Do total de vínculos formais em fevereiro de 2026, 48 milhões eram de trabalhadores celetistas e 13,8 milhões correspondiam a agentes públicos, incluindo servidores estatutários, temporários e ocupantes de cargos em comissão. O levantamento também ressalta que, entre dezembro de 2025 e fevereiro de 2026, o mercado formal ganhou 1,39 milhão de trabalhadores, com destaque para os agentes públicos que avançaram 7,81% no período.
O crescimento observado no início do ano está parcialmente associado a fatores sazonais, como a retomada de contratações após períodos de férias coletivas e recesso em alguns setores. Apesar do avanço geral, o ritmo de crescimento dos empregos privados foi mais moderado, com um aumento de 0,81% nos vínculos celetistas entre dezembro de 2025 e fevereiro de 2026.
Em termos regionais, as regiões Norte, Nordeste e Centro-Oeste apresentaram os maiores crescimentos proporcionais, com altas de 4,16%, 3,27% e 2,70%, respectivamente.
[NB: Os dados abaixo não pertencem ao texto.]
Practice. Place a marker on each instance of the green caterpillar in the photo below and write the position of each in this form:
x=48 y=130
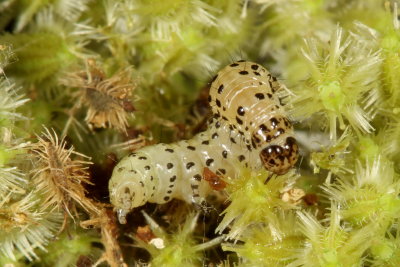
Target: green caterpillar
x=249 y=127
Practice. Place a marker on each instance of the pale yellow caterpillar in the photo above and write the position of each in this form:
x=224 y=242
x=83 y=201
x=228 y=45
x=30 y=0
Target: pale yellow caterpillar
x=249 y=127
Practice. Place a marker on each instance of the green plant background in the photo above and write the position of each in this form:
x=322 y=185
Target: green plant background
x=340 y=61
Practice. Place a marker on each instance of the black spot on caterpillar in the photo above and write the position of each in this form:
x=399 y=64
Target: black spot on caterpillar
x=261 y=120
x=241 y=117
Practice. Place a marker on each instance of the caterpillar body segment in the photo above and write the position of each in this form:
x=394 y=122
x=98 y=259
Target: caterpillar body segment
x=250 y=127
x=243 y=95
x=164 y=171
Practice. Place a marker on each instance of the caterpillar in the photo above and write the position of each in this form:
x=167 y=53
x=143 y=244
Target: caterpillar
x=249 y=127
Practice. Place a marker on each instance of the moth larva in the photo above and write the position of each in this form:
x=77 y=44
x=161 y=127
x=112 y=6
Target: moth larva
x=250 y=127
x=164 y=171
x=243 y=95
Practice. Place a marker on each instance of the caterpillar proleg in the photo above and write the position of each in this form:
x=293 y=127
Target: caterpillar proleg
x=249 y=127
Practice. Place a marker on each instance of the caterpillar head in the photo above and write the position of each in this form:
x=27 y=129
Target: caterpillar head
x=125 y=194
x=280 y=159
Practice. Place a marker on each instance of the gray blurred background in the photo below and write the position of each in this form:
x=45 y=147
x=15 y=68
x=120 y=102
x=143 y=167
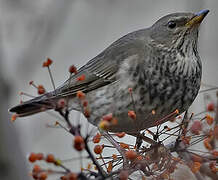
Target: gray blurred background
x=71 y=32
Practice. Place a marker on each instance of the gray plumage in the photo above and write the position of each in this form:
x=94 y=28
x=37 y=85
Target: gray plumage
x=161 y=64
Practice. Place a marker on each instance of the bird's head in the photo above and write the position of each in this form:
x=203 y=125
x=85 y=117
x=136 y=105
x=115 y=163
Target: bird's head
x=178 y=29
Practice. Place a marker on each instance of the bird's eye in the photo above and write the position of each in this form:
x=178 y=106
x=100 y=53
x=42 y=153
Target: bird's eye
x=171 y=24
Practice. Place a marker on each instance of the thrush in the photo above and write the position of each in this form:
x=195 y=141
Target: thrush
x=160 y=65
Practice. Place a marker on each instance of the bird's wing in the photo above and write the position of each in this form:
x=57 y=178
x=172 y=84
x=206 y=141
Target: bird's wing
x=102 y=69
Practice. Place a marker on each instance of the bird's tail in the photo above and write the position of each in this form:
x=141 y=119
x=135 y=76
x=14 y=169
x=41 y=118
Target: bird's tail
x=36 y=105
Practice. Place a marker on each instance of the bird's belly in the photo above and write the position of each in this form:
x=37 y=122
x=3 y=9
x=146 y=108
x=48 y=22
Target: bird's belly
x=151 y=102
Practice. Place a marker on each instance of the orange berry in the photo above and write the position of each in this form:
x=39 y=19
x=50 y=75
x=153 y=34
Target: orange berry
x=132 y=114
x=176 y=111
x=63 y=177
x=50 y=158
x=207 y=144
x=81 y=78
x=14 y=117
x=196 y=127
x=107 y=117
x=79 y=143
x=186 y=139
x=124 y=146
x=130 y=90
x=121 y=134
x=36 y=168
x=41 y=89
x=72 y=176
x=73 y=69
x=39 y=156
x=98 y=149
x=104 y=125
x=215 y=153
x=215 y=131
x=139 y=158
x=80 y=95
x=47 y=63
x=32 y=157
x=110 y=167
x=131 y=155
x=43 y=176
x=31 y=82
x=209 y=119
x=96 y=138
x=61 y=103
x=114 y=121
x=210 y=107
x=196 y=158
x=85 y=103
x=123 y=175
x=114 y=156
x=86 y=112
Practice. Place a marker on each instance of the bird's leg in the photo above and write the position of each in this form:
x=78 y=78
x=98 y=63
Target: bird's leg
x=116 y=145
x=138 y=143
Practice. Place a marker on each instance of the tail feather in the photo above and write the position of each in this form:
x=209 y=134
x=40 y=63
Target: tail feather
x=36 y=105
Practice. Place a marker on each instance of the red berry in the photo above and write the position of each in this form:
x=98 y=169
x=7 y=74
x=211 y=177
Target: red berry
x=79 y=143
x=210 y=107
x=50 y=158
x=32 y=157
x=131 y=155
x=40 y=156
x=73 y=69
x=43 y=176
x=98 y=149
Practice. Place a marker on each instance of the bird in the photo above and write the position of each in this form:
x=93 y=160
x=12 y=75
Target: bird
x=138 y=80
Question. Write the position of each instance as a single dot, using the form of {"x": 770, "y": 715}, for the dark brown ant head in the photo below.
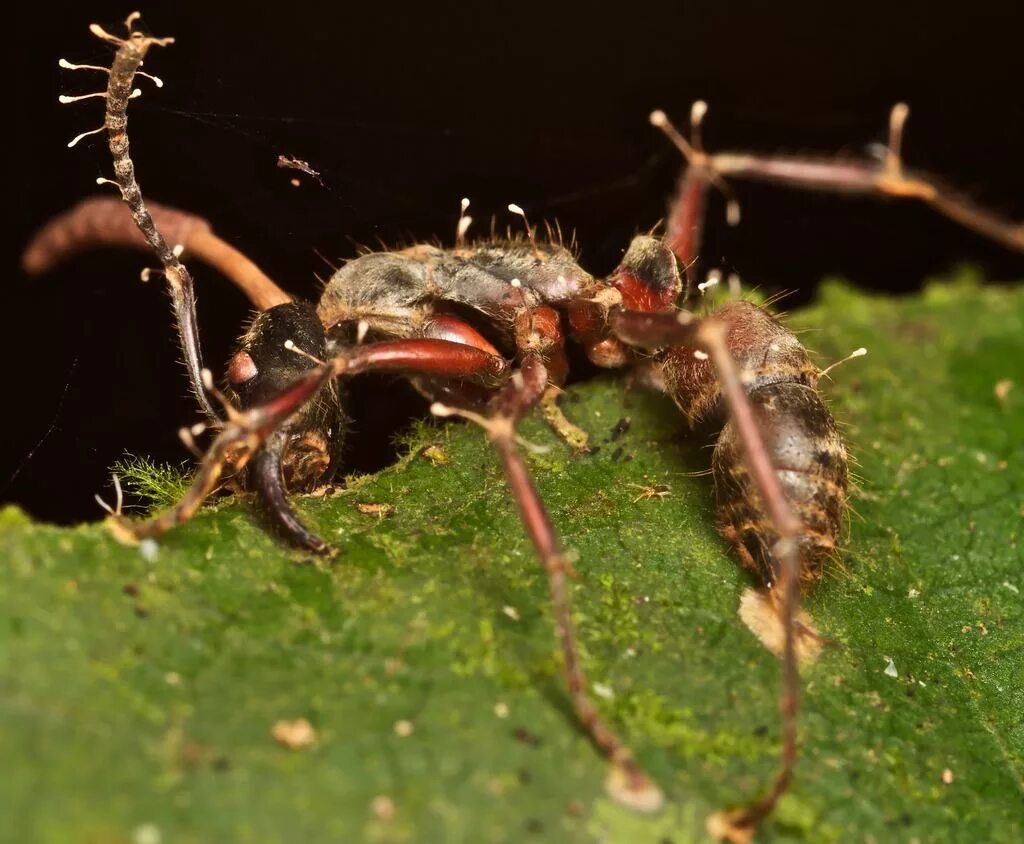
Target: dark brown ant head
{"x": 648, "y": 276}
{"x": 282, "y": 344}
Em números absolutos, Minas Gerais e São Paulo lideraram a geração de empregos formais, com a criação de 271,2 mil e 148,5 mil novos vínculos, respectivamente.
A participação feminina no mercado de trabalho formal também demonstrou crescimento, com o número de vínculos ocupados por mulheres atingindo 28,6 milhões em fevereiro de 2026, um aumento de 4,7% em relação ao ano anterior. A participação feminina no total de vínculos formais subiu de 45,6% para 46,1%. O levantamento também apontou um crescimento mais robusto entre trabalhadores indígenas, pretos e pardos, além de um avanço expressivo na ocupação por jovens entre 18 e 24 anos.
Em relação aos dados salariais, a massa salarial mensal totalizou R$ 240,7 bilhões em dezembro de 2025, um acréscimo de 2,1% em relação a janeiro do mesmo ano. A remuneração média mensal em dezembro de 2025 foi de R$ 4.369, um aumento de 3,8% em comparação com fevereiro do mesmo ano. O setor de serviços concentrou a maior parte da massa salarial, com cerca de R$ 155 bilhões. No entanto, o Ministério do Trabalho informou ter identificado inconsistências em registros salariais enviados por empregadores, o que levou à decisão de aprofundar a análise desses dados antes de futuras atualizações.